Randall Harlow is Associate Professor of Organ and Music Theory at the University of Northern Iowa. He teaches courses throughout the core undergraduate music theory and musicianship curriculum, graduate music theory seminars, and an interdisciplinary honors music course. He is an active performer who specializes in contemporary repertoire and innovative approaches to organ performance. His research focuses on deep Gesture as the catalyst for the dynamic networking of cognitive and social dimensions fundamental to music making, listening and discourse, while a related strand of his work pursues theoretical and artistic research into the ecology of technologically-augmented “hyper-acoustic” musicking. His work is published in the journals MUSICultures, Keyboard Perspectives, and proceedings of the international conference New Interfaces for Musical Expression (NIME). He has presented at conferences at Cornell, Harvard, and Oxford Universities, the International Conference on Music Perception and Cognition (ICMPC), Performance Studies Network (PSN), the joint AMS/SEM/SMT National Conference, Porto International Conference on Musical Gesture in Portugal, Göteborg International Organ Academy in Sweden (GOArt), the Westfield Center, and Eastman Rochester Organ Initiative Festival (EROI), and is a frequent speaker at the Orgelpark in Amsterdam.
Heather Peyton is Associate Professor of Oboe and Music Theory at the University of Northern Iowa where she teaching classes in the core undergraduate theory sequence. Dr. Peyton is the recipient of numerous national and international awards, including winning honorable mention as a finalist in the prestigious Gillet-Fox International Oboe Competition. She has appeared as a soloist with orchestras and contemporary music ensembles throughout the United States, Canada, Europe, and Asia, and has performed as a member or guest with groups like the Orquestra Sinfônica da Universidade de Caxias do Sul, the Lansing Symphony Orchestra, Michigan Opera Theatre Orchestra, Chautauqua Symphony Orchestra, National Repertory Orchestra, Ensemble Pentaèdre, and the Société de Musique Contemporaine du Quebéc. Dr. Peyton is a past President of the National Association of College Wind and Percussion instructors. One area of her research focuses on pedagogy, student success, and retention. Dr. Peyton helped found and serves as a coordinator for the School of Music’s Peer Mentoring Program, which connects all students in the theory core sequence with peer mentors in order to foster student success. She also collaborated to create a theory articulation agreement with Iowa Regents institutions to better prepare students for music theory requirements, and is currently expanding those efforts to include Iowa Community Colleges. Dr. Peyton is passionate about connecting music theory to student’s daily lives.

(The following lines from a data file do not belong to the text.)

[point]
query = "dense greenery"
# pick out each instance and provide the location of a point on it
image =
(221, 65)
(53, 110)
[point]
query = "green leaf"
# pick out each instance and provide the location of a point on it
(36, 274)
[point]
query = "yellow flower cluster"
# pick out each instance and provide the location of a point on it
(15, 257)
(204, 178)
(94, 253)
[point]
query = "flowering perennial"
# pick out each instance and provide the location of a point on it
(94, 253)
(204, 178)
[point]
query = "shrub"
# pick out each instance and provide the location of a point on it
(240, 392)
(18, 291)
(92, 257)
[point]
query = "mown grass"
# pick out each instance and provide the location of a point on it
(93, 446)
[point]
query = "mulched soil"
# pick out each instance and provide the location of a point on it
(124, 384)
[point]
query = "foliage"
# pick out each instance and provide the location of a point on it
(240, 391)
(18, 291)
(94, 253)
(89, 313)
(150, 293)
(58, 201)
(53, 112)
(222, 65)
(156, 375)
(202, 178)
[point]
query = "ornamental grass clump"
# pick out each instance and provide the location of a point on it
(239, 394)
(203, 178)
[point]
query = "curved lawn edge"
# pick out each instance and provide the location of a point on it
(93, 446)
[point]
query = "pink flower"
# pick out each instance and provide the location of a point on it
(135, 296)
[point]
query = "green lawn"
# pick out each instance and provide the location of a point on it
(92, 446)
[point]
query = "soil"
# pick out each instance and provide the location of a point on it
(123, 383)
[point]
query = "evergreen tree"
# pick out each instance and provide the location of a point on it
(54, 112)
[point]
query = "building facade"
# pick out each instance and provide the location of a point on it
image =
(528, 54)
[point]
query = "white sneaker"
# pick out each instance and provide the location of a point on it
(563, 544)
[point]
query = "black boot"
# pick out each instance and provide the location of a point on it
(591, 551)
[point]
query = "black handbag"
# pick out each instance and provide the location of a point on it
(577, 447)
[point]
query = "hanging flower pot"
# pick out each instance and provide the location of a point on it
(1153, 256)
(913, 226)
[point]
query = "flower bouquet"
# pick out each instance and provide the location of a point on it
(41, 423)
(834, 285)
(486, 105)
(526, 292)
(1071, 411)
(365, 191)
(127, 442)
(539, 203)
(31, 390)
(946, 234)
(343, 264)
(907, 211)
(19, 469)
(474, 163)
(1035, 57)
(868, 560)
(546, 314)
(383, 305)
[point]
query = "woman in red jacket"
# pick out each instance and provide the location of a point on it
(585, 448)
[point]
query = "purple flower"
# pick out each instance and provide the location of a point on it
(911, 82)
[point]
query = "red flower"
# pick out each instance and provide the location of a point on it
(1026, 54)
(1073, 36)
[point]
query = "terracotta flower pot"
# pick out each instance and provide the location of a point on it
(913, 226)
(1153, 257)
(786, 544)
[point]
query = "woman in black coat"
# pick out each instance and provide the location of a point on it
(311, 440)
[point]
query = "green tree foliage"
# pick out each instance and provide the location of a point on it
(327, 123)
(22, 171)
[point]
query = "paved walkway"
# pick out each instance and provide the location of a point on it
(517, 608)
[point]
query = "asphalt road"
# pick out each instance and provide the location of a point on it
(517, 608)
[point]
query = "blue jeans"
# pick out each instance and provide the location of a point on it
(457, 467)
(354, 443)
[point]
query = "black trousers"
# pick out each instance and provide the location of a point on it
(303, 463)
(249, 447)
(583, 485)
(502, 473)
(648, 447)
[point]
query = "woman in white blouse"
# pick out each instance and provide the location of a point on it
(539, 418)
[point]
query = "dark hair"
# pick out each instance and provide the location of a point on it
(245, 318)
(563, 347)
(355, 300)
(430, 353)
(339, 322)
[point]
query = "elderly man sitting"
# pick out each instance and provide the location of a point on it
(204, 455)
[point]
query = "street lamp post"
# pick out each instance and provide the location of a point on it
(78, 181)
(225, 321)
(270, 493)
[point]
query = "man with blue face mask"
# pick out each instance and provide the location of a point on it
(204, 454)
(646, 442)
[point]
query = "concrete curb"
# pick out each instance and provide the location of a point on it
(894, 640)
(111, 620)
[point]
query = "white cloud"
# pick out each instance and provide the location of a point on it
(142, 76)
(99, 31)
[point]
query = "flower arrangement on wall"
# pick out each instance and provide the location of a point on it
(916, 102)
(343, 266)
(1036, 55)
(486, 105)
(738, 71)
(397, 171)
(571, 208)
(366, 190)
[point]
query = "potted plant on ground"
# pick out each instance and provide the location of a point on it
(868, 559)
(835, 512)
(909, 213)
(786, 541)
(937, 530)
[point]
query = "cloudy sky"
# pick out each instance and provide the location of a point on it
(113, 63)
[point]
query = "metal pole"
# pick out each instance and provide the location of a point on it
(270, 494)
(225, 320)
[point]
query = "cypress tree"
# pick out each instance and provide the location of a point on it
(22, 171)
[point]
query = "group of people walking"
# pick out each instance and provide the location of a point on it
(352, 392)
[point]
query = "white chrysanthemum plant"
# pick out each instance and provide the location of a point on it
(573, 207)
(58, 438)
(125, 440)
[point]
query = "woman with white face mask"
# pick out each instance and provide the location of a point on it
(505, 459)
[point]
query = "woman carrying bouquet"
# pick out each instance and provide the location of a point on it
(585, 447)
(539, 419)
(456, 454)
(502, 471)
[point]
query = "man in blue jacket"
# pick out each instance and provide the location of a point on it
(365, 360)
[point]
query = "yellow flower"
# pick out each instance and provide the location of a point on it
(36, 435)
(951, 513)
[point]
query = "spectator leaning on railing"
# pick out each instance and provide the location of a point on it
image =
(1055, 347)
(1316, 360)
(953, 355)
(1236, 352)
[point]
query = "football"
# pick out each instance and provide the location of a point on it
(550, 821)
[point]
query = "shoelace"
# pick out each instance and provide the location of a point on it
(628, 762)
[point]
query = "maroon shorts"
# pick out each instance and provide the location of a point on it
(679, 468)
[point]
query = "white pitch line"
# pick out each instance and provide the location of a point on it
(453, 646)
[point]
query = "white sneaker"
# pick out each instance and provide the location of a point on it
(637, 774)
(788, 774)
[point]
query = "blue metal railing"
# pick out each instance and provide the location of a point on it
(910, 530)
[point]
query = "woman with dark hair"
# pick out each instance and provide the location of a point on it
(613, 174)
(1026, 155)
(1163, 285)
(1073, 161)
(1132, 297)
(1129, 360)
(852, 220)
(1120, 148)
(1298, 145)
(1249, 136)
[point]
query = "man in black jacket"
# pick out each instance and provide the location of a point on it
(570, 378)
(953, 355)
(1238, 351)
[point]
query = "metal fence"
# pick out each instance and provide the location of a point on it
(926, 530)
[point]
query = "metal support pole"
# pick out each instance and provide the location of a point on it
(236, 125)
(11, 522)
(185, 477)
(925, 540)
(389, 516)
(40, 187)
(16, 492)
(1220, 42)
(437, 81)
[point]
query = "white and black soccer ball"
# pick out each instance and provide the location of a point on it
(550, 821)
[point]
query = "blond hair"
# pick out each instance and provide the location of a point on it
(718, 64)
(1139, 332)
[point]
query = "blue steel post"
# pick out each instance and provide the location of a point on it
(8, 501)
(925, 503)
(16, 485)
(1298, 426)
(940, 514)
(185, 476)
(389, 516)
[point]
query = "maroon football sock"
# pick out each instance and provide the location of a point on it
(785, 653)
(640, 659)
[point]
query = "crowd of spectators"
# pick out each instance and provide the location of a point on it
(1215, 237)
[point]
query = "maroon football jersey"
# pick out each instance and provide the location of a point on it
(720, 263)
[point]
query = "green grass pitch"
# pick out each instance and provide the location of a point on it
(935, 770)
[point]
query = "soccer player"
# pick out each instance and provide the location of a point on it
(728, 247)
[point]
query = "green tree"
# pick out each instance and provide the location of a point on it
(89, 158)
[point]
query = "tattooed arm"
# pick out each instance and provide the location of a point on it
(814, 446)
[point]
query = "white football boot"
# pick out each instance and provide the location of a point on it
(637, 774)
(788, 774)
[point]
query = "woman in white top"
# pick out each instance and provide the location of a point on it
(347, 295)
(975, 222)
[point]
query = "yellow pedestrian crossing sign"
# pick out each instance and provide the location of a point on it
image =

Jonathan Clarke Schwabe is Professor of Theory and Composition at the University of Northern Iowa. His work for youth orchestra As I Remember was performed at the Kennedy Center in the summer of 1999 and received numerous subsequent performances in the US and Europe. Two chamber operas The Hard Years (libretto by Beth Webb Hart), and The Sojourner (based on the story by Carson McCullers) were presented at the Maude Powell Music Festival. Other collaborations include the score for the musical comedy The Bake Shop Ghost with author Jacqueline Ogburn and Peter Pan with choreographer Gloria Touhy (Indiana Ballet Theatre). In 2010 he was commissioned to write a new work to commemorate a historic visit by His Holiness, the Fourteenth Dalai Lama to UNI. In 2012 his work A Toi Cometé Vagabonde was premiered at the World Saxophone Congress in Aberdeen, Scotland. His principal teachers are Samuel Adler, John Anthony Lennon and Dick Goodwin. His music is published by Musikverlag Bruno Uetz, Veritas Musica Publishing, Winzer Press and Alafia Press.
Daniel Swilley is Assistant Professor of Music specializing in Composition, Theory, and Music Technology at the University of Northern Iowa. His music and research have been presented at festivals and conferences such as June in Buffalo, SEAMUS, Toronto Electroacoustic Symposium, Understanding Visual Music Symposium, NoiseFloor, New York City Electroacoustic Music Festival, Electronic Music Midwest, Studio 300, Audiograft, Electroacoustic Juke Joint, College Music Society, as well as Society of Composer’s Inc. Swilley holds degrees in composition from University of Illinois Urbana-Champaign (DMA), Georgia State University (MM), and Valdosta State University (BM). His primary composition teachers have included Heinrich Taube, Sever Tipei, Robert Scott Thompson, and Scott Wyatt.